Eurowizja: Uniatowski przez przypadek
"Kocham cię" to tytuł piosenki Sławka Uniatowskiego, finalisty ostatniej edycji programu "Idol", która obok 14. innych utworów, w sobotę, 28 stycznia, będzie walczyła o prawo wyjazdu na Konkurs Piosenki Eurowizja do Aten. Klip do tego nagrania możecie już oglądać w naszym serwisie Teledyski. Z tej okazji portal INTERIA.PL zamienił kilka słów z wokalistą.
- Mój udział w konkursie Eurowizji jest tak naprawdę przypadkowy. Piosenka "Kocham cię" powstała tylko i wyłącznie do filmu "Ja wam pokażę" - przyznał wokalista.
- Okazało się, że jest ciekawa i firma płytowa postanowiła zgłosić ją do krajowych eliminacji do Eurowizji. I tak to się po prostu stało...
Ze słów Sławomira nie bije zbyt wiele entuzjazmu...
- Wręcz przeciwnie! Podchodzę do całości bardzo "gorąco". Bo teraz potrzebuję mnóstwo ciepła - ze śmiechem zaoponował wokalista.

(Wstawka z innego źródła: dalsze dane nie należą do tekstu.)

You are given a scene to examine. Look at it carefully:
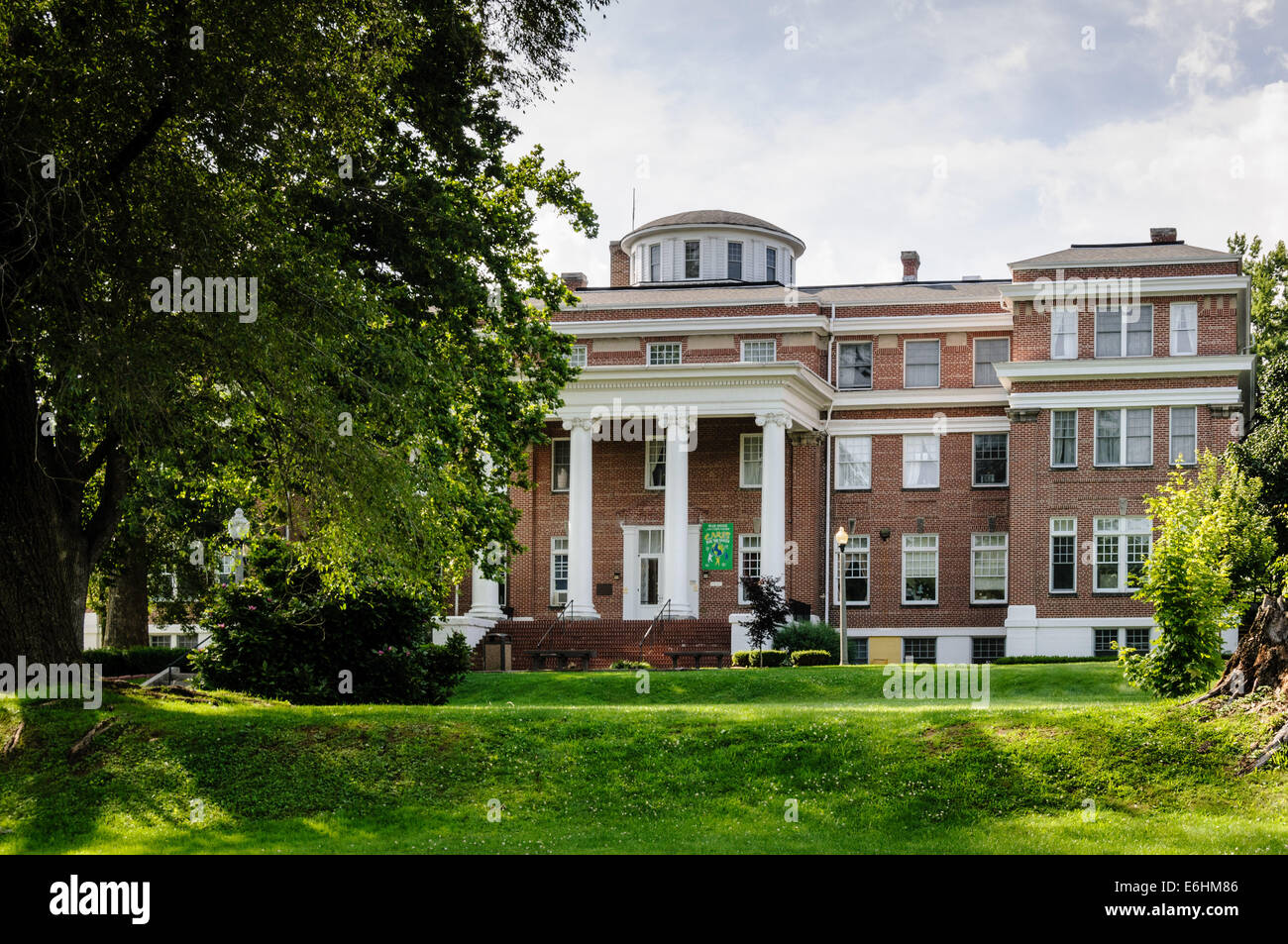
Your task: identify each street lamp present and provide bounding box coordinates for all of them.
[836,524,850,666]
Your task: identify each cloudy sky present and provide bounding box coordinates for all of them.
[515,0,1288,284]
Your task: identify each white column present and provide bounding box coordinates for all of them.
[563,416,599,619]
[756,409,793,584]
[664,417,693,619]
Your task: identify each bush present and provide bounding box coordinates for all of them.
[774,622,841,665]
[84,645,193,678]
[793,649,837,666]
[733,649,787,669]
[192,541,471,704]
[609,660,653,673]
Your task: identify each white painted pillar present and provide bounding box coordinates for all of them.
[563,416,599,619]
[664,417,695,619]
[756,409,793,584]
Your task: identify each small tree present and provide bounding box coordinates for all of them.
[1118,452,1275,696]
[742,577,793,652]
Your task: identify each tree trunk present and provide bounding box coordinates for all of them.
[103,535,149,648]
[1203,593,1288,698]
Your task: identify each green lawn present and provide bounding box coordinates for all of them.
[0,664,1288,853]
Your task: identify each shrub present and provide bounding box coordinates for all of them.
[774,622,841,664]
[609,660,653,673]
[192,541,471,704]
[84,645,193,678]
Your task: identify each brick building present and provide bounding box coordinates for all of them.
[451,211,1253,665]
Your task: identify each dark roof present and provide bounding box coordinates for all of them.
[623,210,804,245]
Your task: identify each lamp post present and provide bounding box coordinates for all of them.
[836,525,850,666]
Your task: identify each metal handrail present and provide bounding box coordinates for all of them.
[639,599,671,662]
[537,599,572,649]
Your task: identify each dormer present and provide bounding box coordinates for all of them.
[612,210,805,286]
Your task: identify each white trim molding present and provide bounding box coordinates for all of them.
[1012,386,1243,409]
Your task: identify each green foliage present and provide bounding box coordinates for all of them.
[1118,451,1276,696]
[193,540,471,704]
[742,577,793,649]
[774,621,841,664]
[793,649,837,666]
[81,645,193,678]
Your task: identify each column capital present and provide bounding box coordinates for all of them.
[756,409,793,429]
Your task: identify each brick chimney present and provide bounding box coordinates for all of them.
[608,240,631,288]
[899,249,921,282]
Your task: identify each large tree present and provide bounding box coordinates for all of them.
[0,0,600,661]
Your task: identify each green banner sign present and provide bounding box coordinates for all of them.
[702,524,733,571]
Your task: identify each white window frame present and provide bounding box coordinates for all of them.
[738,433,765,488]
[1091,515,1154,595]
[550,437,572,494]
[644,433,666,492]
[741,338,778,365]
[1047,515,1078,596]
[1091,407,1154,469]
[1167,301,1199,357]
[1051,306,1078,361]
[903,433,942,490]
[903,338,944,390]
[738,535,765,606]
[970,336,1012,386]
[968,531,1012,606]
[1092,303,1154,360]
[832,535,872,606]
[1167,407,1199,467]
[970,433,1012,488]
[899,535,939,606]
[1048,409,1078,469]
[834,435,872,492]
[836,342,876,390]
[550,537,572,606]
[647,342,684,367]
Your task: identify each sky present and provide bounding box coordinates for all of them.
[512,0,1288,286]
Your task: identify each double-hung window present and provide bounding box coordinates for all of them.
[903,535,939,605]
[1096,305,1154,357]
[971,433,1010,488]
[836,437,872,489]
[738,433,765,488]
[903,434,939,488]
[844,535,868,606]
[1051,409,1078,469]
[648,342,680,367]
[1095,407,1154,465]
[903,342,939,387]
[975,338,1012,386]
[970,533,1006,602]
[1048,518,1078,593]
[836,342,872,390]
[1167,407,1199,465]
[1051,308,1078,361]
[1095,518,1153,593]
[1168,301,1199,357]
[728,240,742,279]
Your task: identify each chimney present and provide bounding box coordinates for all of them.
[899,249,921,282]
[608,240,631,288]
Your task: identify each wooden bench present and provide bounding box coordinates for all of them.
[528,649,595,671]
[662,649,730,669]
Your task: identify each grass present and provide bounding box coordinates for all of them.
[0,664,1288,853]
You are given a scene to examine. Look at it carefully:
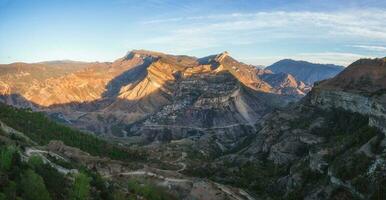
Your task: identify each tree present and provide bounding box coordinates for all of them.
[20,169,51,200]
[70,173,90,200]
[0,146,16,171]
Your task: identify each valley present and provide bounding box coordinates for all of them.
[0,50,386,200]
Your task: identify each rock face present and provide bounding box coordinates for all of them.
[266,59,344,85]
[0,50,307,148]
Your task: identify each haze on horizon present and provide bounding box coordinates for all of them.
[0,0,386,65]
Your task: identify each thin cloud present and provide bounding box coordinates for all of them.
[241,52,373,66]
[352,45,386,52]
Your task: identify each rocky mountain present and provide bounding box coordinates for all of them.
[0,50,308,144]
[191,58,386,199]
[0,50,386,200]
[266,59,344,85]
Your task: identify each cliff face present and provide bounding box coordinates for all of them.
[308,59,386,133]
[0,50,305,144]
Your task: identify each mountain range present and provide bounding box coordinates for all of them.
[266,59,344,85]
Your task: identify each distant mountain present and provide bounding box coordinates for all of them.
[0,50,307,145]
[266,59,344,85]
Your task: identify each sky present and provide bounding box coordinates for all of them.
[0,0,386,66]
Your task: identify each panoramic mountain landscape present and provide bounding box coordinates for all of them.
[0,0,386,200]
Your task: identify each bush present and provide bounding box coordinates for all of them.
[0,146,17,171]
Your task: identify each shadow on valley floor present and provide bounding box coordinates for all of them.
[0,69,296,142]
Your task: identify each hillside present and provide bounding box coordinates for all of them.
[0,50,309,148]
[265,59,344,85]
[188,59,386,199]
[0,104,256,200]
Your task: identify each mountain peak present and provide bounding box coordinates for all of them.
[215,51,229,62]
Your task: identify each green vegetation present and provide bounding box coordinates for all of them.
[0,104,173,200]
[0,146,16,171]
[70,173,90,200]
[0,103,146,161]
[20,169,51,200]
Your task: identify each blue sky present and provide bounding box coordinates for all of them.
[0,0,386,65]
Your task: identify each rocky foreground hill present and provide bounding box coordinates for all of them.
[0,50,310,148]
[199,58,386,199]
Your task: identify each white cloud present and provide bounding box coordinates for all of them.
[352,45,386,52]
[136,9,386,66]
[240,52,373,66]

TVP reklamuje konkurs przebiegający pod hasłem "piosenka dla Europy", jako pojedynek uczestników konkursu "Idol". O prawo reprezentowania Polski w Atenach rywalizują bowiem m.in. Maciej Silski i Sławek Uniatowski. Do polskiego finału trafił także Danzel, który jest laureatem tego popularnego programu w Belgii.
- Znając gusta Polaków, to najlepszy wynik z nas osiągnie pewnie Danzel. Ja z Maćkiem nie nastawiamy się na wygraną. Spore szanse mają za to Ich Troje i Queens.
Przy okazji poprosiliśmy Sławka o kilka słów na temat klipu do eurowizyjnego przeboju "Kocham cię", który możecie oglądać na stronach INTERIA.PL. Okazało się, że skutki sesji zdjęciowej piosenkarz odczuwa aż do dzisiaj...
- Na planie teledysku strasznie zmarzłem, było kilka stopni poniżej zera. Ludzie ze mną pracujący byli w kurtkach i czapkach, a ja musiałem być w cienkich białych spodniach i cienkiej białej koszuli. Przeziębiłem się i do dzisiaj jeszcze jest mi zimno...
Sławek zdradził nam także, iż jego debiutancki album ukaże się pod koniec kwietnia.